A IBM divulgou, nesta quarta-feira (22), os resultados do segundo trimestre de 2026, e os números confirmaram o que o mercado já sabia: foi um trimestre ruim (mas nem tanto).
A receita chegou a US$ 17,2 bilhões (R$ 87,2 bilhões), com lucro bruto de US$ 9,9 bilhões (R$ 50,2 bilhões), margens de quase 58% e lucro líquido de US$ 2,2 bilhões (R$ 11,1 bilhões), mas ficou bem abaixo do que Wall Street esperava.
O resultado foi tão negativo que o CEO Arvind Krishna e o conselho tomaram uma medida sem precedentes: avisaram os investidores com antecedência. Krishna publicou uma carta aberta na semana passada com resultados preliminares, alertando que o desempenho “foi pior do que nossas expectativas”.
As ações da IBM despencaram 25% no dia seguinte, a maior queda em um único dia na história da empresa. Até então, os papéis vinham se valorizando ao longo dos seis anos de gestão de Krishna, impulsionados pelo boom de data centers de inteligência artificial (IA) que beneficiou o setor como um todo.

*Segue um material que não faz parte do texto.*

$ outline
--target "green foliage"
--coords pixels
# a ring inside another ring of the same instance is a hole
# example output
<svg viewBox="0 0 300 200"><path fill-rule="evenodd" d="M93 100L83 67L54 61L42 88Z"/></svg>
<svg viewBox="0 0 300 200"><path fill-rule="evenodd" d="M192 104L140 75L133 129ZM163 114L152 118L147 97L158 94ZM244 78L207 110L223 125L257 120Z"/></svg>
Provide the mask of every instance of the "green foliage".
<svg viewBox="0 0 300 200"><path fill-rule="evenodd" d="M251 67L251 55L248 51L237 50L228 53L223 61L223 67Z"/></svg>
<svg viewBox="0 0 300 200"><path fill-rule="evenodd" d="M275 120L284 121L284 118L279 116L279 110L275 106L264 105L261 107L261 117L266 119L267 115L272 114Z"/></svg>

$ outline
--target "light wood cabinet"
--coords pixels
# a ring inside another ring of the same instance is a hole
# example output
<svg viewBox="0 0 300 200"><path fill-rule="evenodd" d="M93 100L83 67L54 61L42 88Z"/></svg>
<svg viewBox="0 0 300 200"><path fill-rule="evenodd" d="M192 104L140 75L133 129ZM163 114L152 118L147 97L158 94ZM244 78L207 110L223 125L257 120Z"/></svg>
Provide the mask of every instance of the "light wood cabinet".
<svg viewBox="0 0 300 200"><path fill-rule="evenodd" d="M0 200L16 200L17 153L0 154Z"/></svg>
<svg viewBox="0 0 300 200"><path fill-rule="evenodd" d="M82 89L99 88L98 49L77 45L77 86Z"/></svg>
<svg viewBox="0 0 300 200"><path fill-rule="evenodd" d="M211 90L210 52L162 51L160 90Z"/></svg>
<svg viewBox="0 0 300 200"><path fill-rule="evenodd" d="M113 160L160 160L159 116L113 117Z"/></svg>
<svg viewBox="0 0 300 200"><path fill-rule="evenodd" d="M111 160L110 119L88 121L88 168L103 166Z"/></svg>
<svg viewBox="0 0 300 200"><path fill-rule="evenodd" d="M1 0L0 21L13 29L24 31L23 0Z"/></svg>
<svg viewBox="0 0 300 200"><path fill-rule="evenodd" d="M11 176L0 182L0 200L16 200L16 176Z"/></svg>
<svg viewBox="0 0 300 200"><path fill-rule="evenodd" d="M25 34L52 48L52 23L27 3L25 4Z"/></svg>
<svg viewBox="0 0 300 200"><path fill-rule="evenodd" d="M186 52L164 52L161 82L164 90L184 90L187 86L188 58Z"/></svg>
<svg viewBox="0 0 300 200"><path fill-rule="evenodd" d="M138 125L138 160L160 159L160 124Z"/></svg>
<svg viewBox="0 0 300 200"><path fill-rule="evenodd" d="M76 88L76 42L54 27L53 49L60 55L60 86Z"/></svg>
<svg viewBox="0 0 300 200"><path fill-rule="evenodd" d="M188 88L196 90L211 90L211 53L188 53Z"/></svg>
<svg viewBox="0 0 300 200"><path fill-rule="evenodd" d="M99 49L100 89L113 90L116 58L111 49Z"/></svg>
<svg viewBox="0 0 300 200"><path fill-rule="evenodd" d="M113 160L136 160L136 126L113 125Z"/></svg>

Na quarta, a IBM também reduziu suas projeções de crescimento para o ano inteiro, o que significa que o impacto do trimestre ruim se estende pelos próximos meses. O principal responsável foi o segmento de infraestrutura: as vendas de mainframe recuaram 42%. O problema tem efeito cascata, segundo o CFO Jim Kavanaugh, a IBM gera US$ 3 (R$ 15,21) em receita de software para cada US$ 1 (R$ 5,07) vendido em hardware de mainframe.